Fleshj27 - Jun 16, 2013 7:19 pm - Voted 10/10

History Major

I like it! Hope you got a good grade and published.

Matt Lemke

Matt Lemke - Jun 19, 2013 6:41 pm - Voted 10/10

Awesome Article!

I read the entire thing. Very well written!

Josh Lewis

Josh Lewis - Jun 24, 2013 5:52 am - Voted 10/10

Lots of Info

I listened to Matt read the article out loud which caught my attention. You have earned my rare 10/10, well done Jacob.

nicozone

nicozone - Jul 5, 2013 5:41 pm - Hasn't voted

The next step?

This is an excellent entry into the cannon of Pacific Northwest climbing literature and historiography (which admittedly is not large). I'm sure that you were constrained by time and effort-required, but I feel that I speak for others in the climbing community when I say it would be nice to see this pushed further. There is certainly enough content that this could become a book length piece regarding the evolution of climbing culture in the PNW. There seems (to me at least) to be a need for such reflective analysis that is localized to our backyard crags and peaks.
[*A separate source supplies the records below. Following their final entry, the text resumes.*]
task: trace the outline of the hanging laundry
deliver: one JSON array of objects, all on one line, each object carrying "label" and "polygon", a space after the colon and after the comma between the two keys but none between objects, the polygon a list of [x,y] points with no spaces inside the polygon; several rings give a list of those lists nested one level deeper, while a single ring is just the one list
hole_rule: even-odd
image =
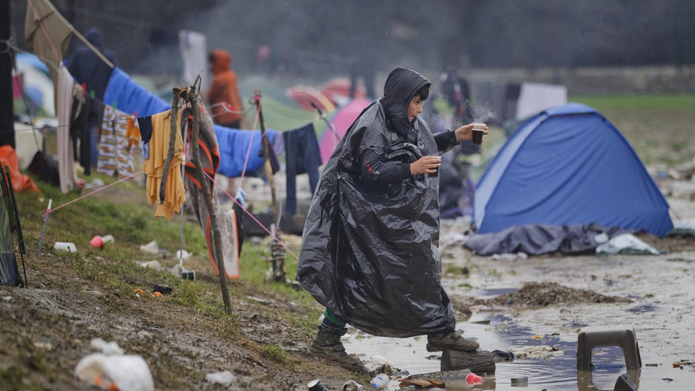
[{"label": "hanging laundry", "polygon": [[[229,178],[241,176],[249,141],[251,141],[252,135],[253,142],[249,154],[249,161],[246,165],[245,175],[257,176],[259,170],[263,167],[263,158],[259,155],[261,150],[261,132],[254,131],[255,134],[253,134],[251,131],[232,129],[218,125],[214,125],[213,128],[220,145],[220,156],[222,157],[219,173]],[[266,134],[272,144],[275,140],[276,131],[268,130]]]},{"label": "hanging laundry", "polygon": [[133,148],[140,147],[140,140],[142,136],[140,134],[140,126],[138,120],[132,115],[127,115],[128,125],[126,128],[126,138],[128,139],[128,151]]},{"label": "hanging laundry", "polygon": [[152,137],[152,116],[138,117],[138,127],[142,141],[142,159],[149,159],[149,139]]},{"label": "hanging laundry", "polygon": [[149,157],[145,160],[143,170],[147,175],[147,200],[156,205],[156,217],[171,219],[174,213],[181,210],[181,205],[186,201],[186,191],[181,177],[181,164],[183,161],[183,139],[181,136],[180,125],[177,121],[177,134],[174,138],[174,157],[167,174],[164,200],[159,199],[159,187],[161,184],[164,162],[169,150],[169,138],[171,134],[171,111],[167,111],[152,115],[152,133],[149,139]]},{"label": "hanging laundry", "polygon": [[110,106],[104,108],[101,138],[97,172],[123,179],[135,173],[133,155],[128,148],[127,115]]},{"label": "hanging laundry", "polygon": [[282,134],[285,139],[285,174],[287,175],[287,200],[285,211],[288,216],[297,213],[297,175],[309,174],[311,193],[318,184],[318,166],[321,153],[318,149],[313,124]]},{"label": "hanging laundry", "polygon": [[75,170],[74,144],[70,140],[70,119],[75,83],[67,69],[60,65],[58,71],[58,90],[56,92],[58,113],[58,173],[60,193],[72,190],[77,174]]}]

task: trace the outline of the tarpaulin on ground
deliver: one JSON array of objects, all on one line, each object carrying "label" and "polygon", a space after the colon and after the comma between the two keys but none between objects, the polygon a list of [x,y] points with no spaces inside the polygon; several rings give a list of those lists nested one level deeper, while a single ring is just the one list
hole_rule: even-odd
[{"label": "tarpaulin on ground", "polygon": [[[244,168],[244,161],[246,159],[249,142],[253,137],[251,152],[249,154],[249,161],[246,165],[246,174],[245,175],[256,176],[256,173],[263,167],[263,157],[259,156],[262,148],[261,131],[256,130],[252,132],[249,130],[229,129],[218,125],[215,125],[214,128],[218,143],[220,144],[220,170],[218,172],[230,178],[240,177],[241,170]],[[268,134],[268,140],[271,144],[275,140],[276,134],[277,132],[274,130],[266,131],[266,134]]]},{"label": "tarpaulin on ground", "polygon": [[540,255],[557,251],[578,255],[594,253],[598,245],[610,238],[631,232],[634,231],[594,224],[523,224],[509,227],[499,232],[477,234],[464,246],[480,255],[510,253]]},{"label": "tarpaulin on ground", "polygon": [[108,80],[106,92],[104,94],[104,104],[115,105],[115,108],[127,114],[152,115],[171,108],[171,104],[143,88],[131,79],[120,68],[113,68]]},{"label": "tarpaulin on ground", "polygon": [[39,188],[36,187],[34,181],[28,175],[25,175],[19,171],[19,160],[17,158],[17,152],[11,145],[3,145],[0,147],[0,163],[1,163],[3,170],[6,166],[10,166],[10,174],[12,175],[12,186],[15,191],[19,193],[25,190],[32,190],[34,193],[39,192]]},{"label": "tarpaulin on ground", "polygon": [[[426,84],[402,68],[389,75],[386,96],[350,127],[326,164],[304,226],[298,281],[334,314],[374,335],[454,328],[440,281],[438,178],[416,175],[391,184],[360,179],[368,150],[408,163],[439,154],[425,121],[407,122],[407,104]],[[392,127],[386,118],[405,123]]]}]

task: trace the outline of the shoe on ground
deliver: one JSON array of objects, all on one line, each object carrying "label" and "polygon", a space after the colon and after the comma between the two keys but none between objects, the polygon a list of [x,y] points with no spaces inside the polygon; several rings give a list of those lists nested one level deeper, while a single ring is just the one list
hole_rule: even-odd
[{"label": "shoe on ground", "polygon": [[461,337],[463,330],[445,334],[431,334],[427,335],[427,351],[443,351],[444,350],[475,351],[480,345],[472,340]]},{"label": "shoe on ground", "polygon": [[324,328],[319,326],[316,338],[309,349],[309,352],[333,361],[348,371],[368,374],[369,371],[359,358],[345,353],[341,337],[347,332],[347,328]]}]

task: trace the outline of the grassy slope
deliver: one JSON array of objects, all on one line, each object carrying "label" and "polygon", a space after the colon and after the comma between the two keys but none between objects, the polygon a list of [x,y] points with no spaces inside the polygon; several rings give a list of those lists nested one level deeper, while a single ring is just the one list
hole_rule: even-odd
[{"label": "grassy slope", "polygon": [[[195,281],[179,282],[167,271],[143,269],[133,262],[154,259],[152,255],[144,255],[138,249],[138,245],[152,239],[157,240],[160,248],[175,252],[179,246],[179,223],[177,218],[174,221],[155,218],[153,209],[142,202],[145,199],[144,191],[133,184],[116,185],[112,188],[113,191],[109,189],[54,212],[47,230],[44,255],[35,256],[42,227],[41,214],[45,209],[48,198],[53,199],[55,207],[77,196],[75,193],[63,196],[57,189],[38,184],[42,193],[17,195],[30,253],[27,256],[27,268],[32,288],[54,292],[65,290],[70,295],[76,296],[80,294],[81,289],[99,290],[104,295],[97,298],[98,305],[113,312],[115,316],[147,319],[150,311],[152,314],[160,312],[185,314],[186,319],[181,319],[182,330],[186,329],[193,322],[195,324],[193,330],[202,333],[204,338],[222,338],[232,348],[250,351],[252,356],[257,358],[254,360],[263,362],[265,372],[304,373],[306,374],[304,376],[310,377],[322,372],[336,373],[335,369],[316,362],[310,358],[287,353],[288,349],[301,351],[303,350],[302,344],[311,341],[322,308],[304,291],[297,291],[283,284],[266,282],[265,257],[268,252],[265,246],[245,244],[241,260],[242,278],[231,281],[229,285],[234,314],[227,315],[219,293],[218,280],[210,266],[204,238],[197,224],[188,222],[185,224],[185,248],[197,255],[186,260],[185,265],[196,270]],[[103,249],[95,249],[88,245],[93,235],[106,234],[113,234],[115,243]],[[53,251],[51,247],[56,241],[76,243],[78,252],[70,254]],[[293,250],[296,253],[297,248],[295,246]],[[159,260],[167,269],[177,263],[177,260],[171,257]],[[293,278],[297,269],[296,260],[290,256],[286,265],[288,276]],[[174,287],[174,292],[161,299],[150,298],[149,286],[152,282],[169,284]],[[143,297],[138,298],[134,296],[133,289],[136,288],[143,289]],[[3,294],[8,293],[6,292]],[[10,294],[14,296],[18,293],[20,292]],[[267,299],[270,304],[250,300],[248,296]],[[66,297],[68,297],[67,294]],[[260,317],[257,318],[257,315]],[[40,322],[42,317],[43,315],[35,314],[32,317]],[[84,350],[61,350],[63,346],[56,340],[62,337],[56,336],[57,330],[50,325],[26,325],[38,329],[47,327],[43,333],[49,337],[52,335],[54,343],[58,346],[55,351],[41,353],[40,356],[46,358],[42,358],[41,362],[37,365],[34,361],[40,352],[37,352],[32,346],[35,337],[20,337],[12,335],[10,332],[16,328],[16,325],[13,321],[6,321],[8,319],[3,317],[3,312],[0,311],[0,331],[2,332],[0,333],[0,383],[14,385],[9,387],[10,389],[13,387],[17,389],[44,388],[46,384],[53,388],[60,384],[65,385],[65,382],[72,384],[70,373],[74,363],[85,353]],[[60,324],[60,321],[52,318],[46,320],[44,317],[44,319],[41,323]],[[26,321],[31,323],[32,321],[29,319]],[[175,333],[179,327],[178,321],[174,319],[169,326]],[[277,336],[272,332],[267,332],[268,329],[276,327],[282,330],[279,331]],[[85,338],[88,342],[89,338],[95,336],[115,339],[108,331],[104,331],[101,335],[97,333]],[[284,346],[297,343],[300,344],[298,347],[291,346],[286,349]],[[126,343],[124,347],[128,351],[141,354],[148,361],[158,388],[195,388],[197,387],[195,379],[202,378],[204,375],[197,372],[186,373],[186,368],[177,367],[172,360],[165,361],[162,358],[153,362],[147,356],[150,348],[147,346],[131,346]],[[28,355],[27,351],[29,351]],[[9,361],[11,364],[3,365],[3,361]],[[244,370],[246,369],[243,372]],[[252,377],[257,376],[262,380],[268,380],[265,372],[254,374],[251,371],[249,373]],[[340,370],[337,373],[341,374]],[[63,375],[56,374],[67,374],[68,377],[62,378]],[[342,376],[346,375],[343,373]],[[272,379],[270,382],[272,383]]]},{"label": "grassy slope", "polygon": [[601,113],[645,164],[673,166],[695,157],[695,95],[575,95],[569,100]]}]

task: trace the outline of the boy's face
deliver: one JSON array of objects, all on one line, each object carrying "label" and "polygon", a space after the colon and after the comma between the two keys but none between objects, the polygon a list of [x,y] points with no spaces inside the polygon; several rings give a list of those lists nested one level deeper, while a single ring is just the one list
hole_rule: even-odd
[{"label": "boy's face", "polygon": [[415,95],[408,105],[408,122],[411,122],[418,114],[423,112],[423,101],[420,95]]}]

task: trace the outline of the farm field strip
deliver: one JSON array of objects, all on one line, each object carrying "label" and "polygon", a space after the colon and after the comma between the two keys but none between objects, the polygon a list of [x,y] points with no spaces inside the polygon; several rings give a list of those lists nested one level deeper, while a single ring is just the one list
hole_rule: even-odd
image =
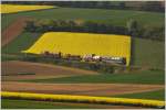
[{"label": "farm field strip", "polygon": [[[34,75],[17,75],[18,73],[34,73]],[[10,61],[2,62],[2,80],[42,79],[79,75],[97,75],[91,70],[63,67],[50,64]],[[8,76],[6,76],[8,75]],[[15,75],[15,76],[14,76]]]},{"label": "farm field strip", "polygon": [[[48,102],[34,100],[2,99],[2,109],[133,109],[128,106],[97,105],[97,103],[73,103],[73,102]],[[29,106],[27,106],[29,105]],[[136,107],[137,109],[143,107]]]},{"label": "farm field strip", "polygon": [[33,11],[33,10],[42,10],[42,9],[51,9],[55,8],[52,6],[21,6],[21,4],[0,4],[1,13],[14,13],[22,11]]},{"label": "farm field strip", "polygon": [[118,56],[131,61],[131,37],[126,35],[48,32],[23,53],[41,54],[43,52],[101,56]]},{"label": "farm field strip", "polygon": [[[129,89],[128,89],[129,88]],[[164,85],[134,84],[43,84],[2,81],[2,91],[112,96],[163,89]]]},{"label": "farm field strip", "polygon": [[43,101],[74,101],[87,103],[107,103],[107,105],[127,105],[139,107],[163,108],[165,101],[159,100],[145,100],[145,99],[127,99],[127,98],[108,98],[108,97],[92,97],[92,96],[72,96],[72,95],[46,95],[46,94],[29,94],[29,92],[10,92],[2,91],[2,98],[13,99],[30,99]]}]

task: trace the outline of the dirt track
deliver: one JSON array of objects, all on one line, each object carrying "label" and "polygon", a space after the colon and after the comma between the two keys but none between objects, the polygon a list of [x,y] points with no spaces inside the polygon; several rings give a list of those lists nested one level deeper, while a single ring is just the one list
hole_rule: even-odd
[{"label": "dirt track", "polygon": [[[97,75],[95,72],[82,70],[50,64],[29,63],[29,62],[2,62],[2,80],[38,79],[52,77],[66,77],[75,75]],[[35,75],[20,75],[18,73],[34,73]]]},{"label": "dirt track", "polygon": [[4,91],[24,91],[41,94],[68,94],[87,96],[111,96],[122,94],[144,92],[162,89],[162,85],[133,85],[133,84],[38,84],[2,81]]},{"label": "dirt track", "polygon": [[7,45],[9,42],[20,35],[25,26],[25,21],[29,18],[18,18],[12,24],[10,24],[4,31],[2,31],[1,46]]}]

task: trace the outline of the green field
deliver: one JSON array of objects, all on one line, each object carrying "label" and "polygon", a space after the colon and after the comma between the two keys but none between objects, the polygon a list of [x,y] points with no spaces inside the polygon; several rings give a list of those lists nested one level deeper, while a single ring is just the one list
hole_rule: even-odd
[{"label": "green field", "polygon": [[31,79],[21,81],[56,82],[56,84],[81,84],[81,82],[122,82],[122,84],[165,84],[164,70],[148,70],[129,74],[101,74],[83,75],[62,78]]},{"label": "green field", "polygon": [[142,67],[164,69],[165,44],[164,42],[134,38],[133,40],[133,64]]},{"label": "green field", "polygon": [[29,11],[20,13],[2,14],[2,30],[20,16],[52,20],[82,20],[100,23],[108,23],[125,26],[131,19],[136,20],[139,25],[158,26],[164,25],[164,13],[131,11],[131,10],[105,10],[83,8],[55,8],[49,10]]},{"label": "green field", "polygon": [[2,109],[92,109],[92,106],[66,105],[50,101],[2,99]]},{"label": "green field", "polygon": [[155,91],[139,92],[139,94],[125,94],[125,95],[116,95],[111,97],[165,100],[165,90],[162,89]]}]

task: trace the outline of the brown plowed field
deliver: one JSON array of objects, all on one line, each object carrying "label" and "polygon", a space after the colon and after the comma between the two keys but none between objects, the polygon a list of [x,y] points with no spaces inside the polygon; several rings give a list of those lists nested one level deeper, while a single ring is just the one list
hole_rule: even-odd
[{"label": "brown plowed field", "polygon": [[38,84],[2,81],[2,91],[24,91],[41,94],[68,94],[87,96],[112,96],[162,89],[162,85],[133,84]]},{"label": "brown plowed field", "polygon": [[7,45],[9,42],[20,35],[25,26],[25,21],[29,18],[18,18],[12,24],[10,24],[4,31],[2,31],[1,46]]},{"label": "brown plowed field", "polygon": [[[2,62],[1,67],[2,80],[55,78],[74,75],[97,75],[97,73],[91,70],[19,61]],[[35,75],[17,75],[18,73],[34,73]]]}]

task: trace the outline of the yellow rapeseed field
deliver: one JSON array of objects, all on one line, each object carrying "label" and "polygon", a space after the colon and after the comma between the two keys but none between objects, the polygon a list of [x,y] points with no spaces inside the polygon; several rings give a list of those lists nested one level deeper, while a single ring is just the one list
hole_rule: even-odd
[{"label": "yellow rapeseed field", "polygon": [[101,56],[118,56],[126,58],[126,65],[131,59],[131,37],[114,34],[91,34],[72,32],[48,32],[43,34],[24,53],[41,54],[51,53]]},{"label": "yellow rapeseed field", "polygon": [[21,6],[21,4],[1,4],[1,13],[13,13],[21,11],[32,11],[54,8],[52,6]]},{"label": "yellow rapeseed field", "polygon": [[91,97],[91,96],[73,96],[73,95],[45,95],[45,94],[29,94],[29,92],[9,92],[2,91],[2,98],[14,99],[31,99],[43,101],[72,101],[72,102],[89,102],[89,103],[115,103],[129,105],[141,107],[160,108],[165,106],[165,101],[145,100],[145,99],[127,99],[127,98],[110,98],[110,97]]}]

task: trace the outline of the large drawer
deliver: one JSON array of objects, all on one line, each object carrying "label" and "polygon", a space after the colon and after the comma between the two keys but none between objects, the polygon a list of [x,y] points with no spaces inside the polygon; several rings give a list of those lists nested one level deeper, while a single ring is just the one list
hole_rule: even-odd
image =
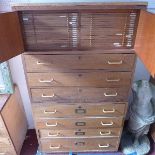
[{"label": "large drawer", "polygon": [[35,118],[38,129],[87,129],[121,127],[123,117]]},{"label": "large drawer", "polygon": [[62,137],[120,137],[121,128],[75,129],[75,130],[39,130],[41,139]]},{"label": "large drawer", "polygon": [[132,72],[27,73],[29,87],[129,87]]},{"label": "large drawer", "polygon": [[118,138],[59,138],[41,140],[43,152],[117,151]]},{"label": "large drawer", "polygon": [[76,102],[122,102],[128,99],[128,88],[52,87],[31,89],[32,101]]},{"label": "large drawer", "polygon": [[33,104],[33,114],[37,118],[48,117],[85,117],[85,116],[121,116],[126,111],[127,103],[94,103],[94,104]]},{"label": "large drawer", "polygon": [[25,55],[27,72],[112,70],[132,71],[134,54]]}]

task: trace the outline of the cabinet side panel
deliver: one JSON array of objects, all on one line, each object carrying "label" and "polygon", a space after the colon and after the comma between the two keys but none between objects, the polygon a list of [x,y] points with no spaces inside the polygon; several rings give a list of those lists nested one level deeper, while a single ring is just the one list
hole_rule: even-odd
[{"label": "cabinet side panel", "polygon": [[0,63],[24,51],[17,12],[0,14]]}]

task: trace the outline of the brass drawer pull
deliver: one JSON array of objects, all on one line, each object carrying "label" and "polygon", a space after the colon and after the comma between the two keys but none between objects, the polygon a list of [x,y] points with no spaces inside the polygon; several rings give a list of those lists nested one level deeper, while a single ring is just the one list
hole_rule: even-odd
[{"label": "brass drawer pull", "polygon": [[57,112],[57,110],[55,109],[54,111],[47,111],[44,110],[44,114],[55,114]]},{"label": "brass drawer pull", "polygon": [[122,63],[123,63],[122,60],[120,60],[120,61],[108,61],[109,65],[121,65]]},{"label": "brass drawer pull", "polygon": [[29,21],[29,18],[24,17],[24,18],[23,18],[23,21]]},{"label": "brass drawer pull", "polygon": [[50,146],[50,149],[60,149],[61,145],[58,145],[58,146]]},{"label": "brass drawer pull", "polygon": [[57,122],[56,122],[55,124],[49,124],[48,122],[46,123],[46,126],[47,126],[47,127],[52,127],[52,126],[54,127],[54,126],[57,126],[57,125],[58,125]]},{"label": "brass drawer pull", "polygon": [[108,148],[109,146],[110,146],[109,144],[106,144],[106,145],[98,144],[98,147],[100,147],[100,148]]},{"label": "brass drawer pull", "polygon": [[106,96],[106,97],[117,96],[117,92],[115,94],[107,94],[107,93],[104,93],[104,96]]},{"label": "brass drawer pull", "polygon": [[121,79],[106,79],[107,82],[119,82]]},{"label": "brass drawer pull", "polygon": [[42,80],[42,79],[39,79],[38,80],[40,83],[51,83],[54,81],[54,79],[52,78],[51,80]]},{"label": "brass drawer pull", "polygon": [[101,136],[108,136],[108,135],[111,135],[111,131],[108,131],[108,132],[100,131],[100,135],[101,135]]},{"label": "brass drawer pull", "polygon": [[51,134],[50,132],[48,133],[48,137],[56,137],[56,136],[59,136],[60,133],[57,132],[56,134]]},{"label": "brass drawer pull", "polygon": [[76,122],[76,126],[86,126],[86,122]]},{"label": "brass drawer pull", "polygon": [[105,110],[103,109],[103,113],[114,113],[115,109],[113,108],[112,110]]},{"label": "brass drawer pull", "polygon": [[103,123],[102,121],[101,121],[101,125],[102,126],[112,126],[114,123],[113,122],[110,122],[110,123]]},{"label": "brass drawer pull", "polygon": [[77,146],[84,146],[85,142],[75,142],[75,145],[77,145]]},{"label": "brass drawer pull", "polygon": [[45,64],[47,64],[47,63],[45,63],[45,62],[40,62],[40,61],[37,61],[37,65],[45,65]]},{"label": "brass drawer pull", "polygon": [[59,16],[59,17],[61,17],[61,18],[65,18],[66,16]]},{"label": "brass drawer pull", "polygon": [[53,98],[53,97],[55,97],[55,94],[52,94],[52,95],[44,95],[44,94],[42,94],[41,97],[43,97],[43,98]]}]

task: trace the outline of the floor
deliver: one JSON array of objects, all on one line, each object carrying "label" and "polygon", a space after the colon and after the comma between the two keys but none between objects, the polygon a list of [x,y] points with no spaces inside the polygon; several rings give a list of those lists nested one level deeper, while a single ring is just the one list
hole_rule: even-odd
[{"label": "floor", "polygon": [[[152,140],[151,140],[151,143],[153,144]],[[38,148],[38,143],[37,143],[35,130],[28,130],[23,148],[21,150],[21,155],[36,155],[37,148]],[[91,154],[91,155],[95,155],[95,154]],[[108,153],[108,154],[104,153],[103,155],[122,155],[122,153]],[[155,155],[155,144],[152,146],[152,150],[148,155]]]}]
Excellent article!

jacobsmith

jacobsmith - Jul 7, 2013 7:23 pm - Hasn't voted

Re: The next step?

long term that is definitely the plan. i would like to expand/focus the project on the 1930s through the 1990s and use the PNW as a case study of the interaction between climbing and mainstream culture, and my work over the next couple years will be moving in that direction.
the big, heinous task in front of me is probably tabulating the information in the Beckey guides so that i can look at the chronology and identify patterns, instead of just looking up specific peaks like i have been doing.

schmiddlearth - Dec 20, 2020 6:55 pm - Hasn't voted

Thanks

Well done. Check the date for the opening of the North Cascade Highway, as I believe it was later than the 1950’s.